Jim Jones comes back a lot stronger with this latest project called Wasted Talent. First off, it was definitely a good move having the Robert DeNiro directed “A Bronx Tale” movie as the backdrop for this project. I think Jim delivers some solid rhymes on this one. He ditched some of the vamp life type rhymes and went back to the essence of Harlem which has made him great. The beats on this project are definitely a lot better as well. There are definitely some classic sounding Diplomats/Heatmakerz type records on here. At the same time, there are a few tracks I could have done without as well. Jim tries to sound like every other mumble rapper out there on some of these trap beats. The absolute highlight of this project has to be “Once Upon A Time” featuring Cam’ron. The rhymes that both MCs trade are FLAWLESS. The beat is FLAWLESS. This is pure Diplomats sound on this one. Honorable mentions go to “Never Did 3 Quarters” and “Dust & Powder” featuring Jadakiss. More Harlem heat for your eardrums.
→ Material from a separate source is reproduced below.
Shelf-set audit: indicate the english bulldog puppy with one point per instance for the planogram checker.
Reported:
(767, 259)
While not a perfect album, Jim definitely got most of the way back to greatness with this album.
Jim Jones has been putting out some crap for the last few years. I’m talking some real piles of feces. So when I saw that this project was coming out, I fully expected more of the same. He sort of fell apart ever since the Diplomats disbanded. Upon listening to this album, it actually wasn’t as bad as I thought it would have been. It’s not a great album but I feel like he may have done an about face and started coming back to some better work. It does seem like he stepped up his lyrical ability on this one. Instead of boring us to death with stupid adlibs about Vamp Life and how his cars sound, he seems to make a good attempt at describing the Harlem drug-trading life a little bit better. While the rhymes seem to have a little bit of life breathed into them, the beats fall flat. There is nothing on here that really sticks with me after I listen to it. Nothing “rewind-worthy.” I wouldn’t call this project a failure but it is definitely not a win either. I still await the Jim Jones of days past when Diplomats were on the rise. I know he’s got it in him.